(12-14-2014 07:23 PM)XLance Wrote: Don't you guys think the yellow stream is getting too deep?
I guess that is a matter of perspective and intention. Since when did you start marking twain in yellow streams?
It has simply been my observation that as long as the Big 12 stays at 10 there is really no intention or commitment from either of the top two schools to either leave, or to remain. They stay at 10 to keep the options of the Longhorns and Sooners open. Therefore speculation about where they would go, or might go, has relevance until they either leave, or add to their ranks. Since they refuse the latter it remains palpable that they eventually intend the former. I asserted that when they added WVU and TCU and left Louisville, B.Y.U., and or Cincinnati out.
But until N.D. commits fully, the potential, although not the likelihood, is there for the ACC to be parsed as well. It could and would be a profitable move on the part of ESPN, unless the Irish want to throw in totally.
With autonomy will come the ability to alter structures. It simply remains to be seen whether that autonomy is used to create structures that benefit the most solid 3 of the remaining P5 conferences, is used to consolidate the remaining 4 into groupings equitable enough to keep competition viable, or whether because of the personalities involved nothing happens. Texas has a strong enough economic situation to make their own reality to an extent. North Carolina, Duke, and Virginia may be quite well endowed but the surrounding schools in the ACC are in various stages of economic dependence or independence.
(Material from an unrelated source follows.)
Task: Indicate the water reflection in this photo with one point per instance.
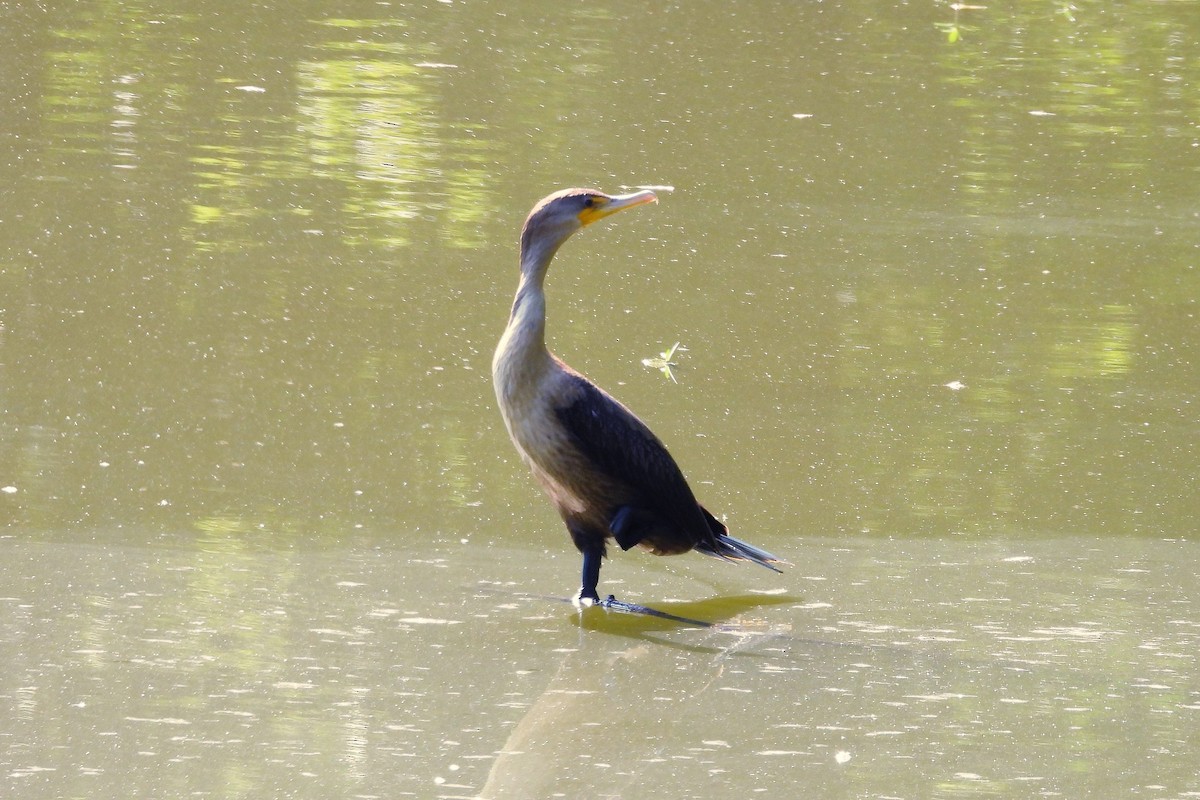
(940, 307)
Whatever grouping favors the markets will be the one that the networks seek. Their motive is simple, profit. I'm willing to bet that more consolidation will take place. There are too many inherent weaknesses in both the ACC and Big 12 for a truly competitive system to be developed that will enhance the interest of the broadest segment of the market and keep it engaged until the final week of the season. The Big 12 doesn't have a strong market to exploit, and the ACC doesn't exploit the market they have. It is really as simple as that. Either one or the other will be strengthened almost certainly at the others expense, or both could still be collapsed into 3 relatively competitive and equal structures. But I don't think that things will remain the same for either.
So a refusal to accommodate Texas could be the key to the survival or eventual demise of the ACC. If so the continued myopia of the old core of the ACC could be their undoing. It is after all essentially the same issue that has destroyed the old SWC, Big8, and now stands to destroy the union of those two. Penn State put aside ego and found security. Nebraska has done the same as have Missouri, South Carolina, Arkansas,and A&M. With the Big 12 it remains Texas as the sun, Oklahoma as the moon, and 8 planets that depend upon them for light and stability. The ACC might be a safe haven for old Big East schools, or it could be that two planetary systems have collided and that their orbits are still uncertain. Since the ability to make money has been the lure to consolidation the gravitational pull upon the ACC's schools could still be to the North, or to the South and Southwest. We'll see.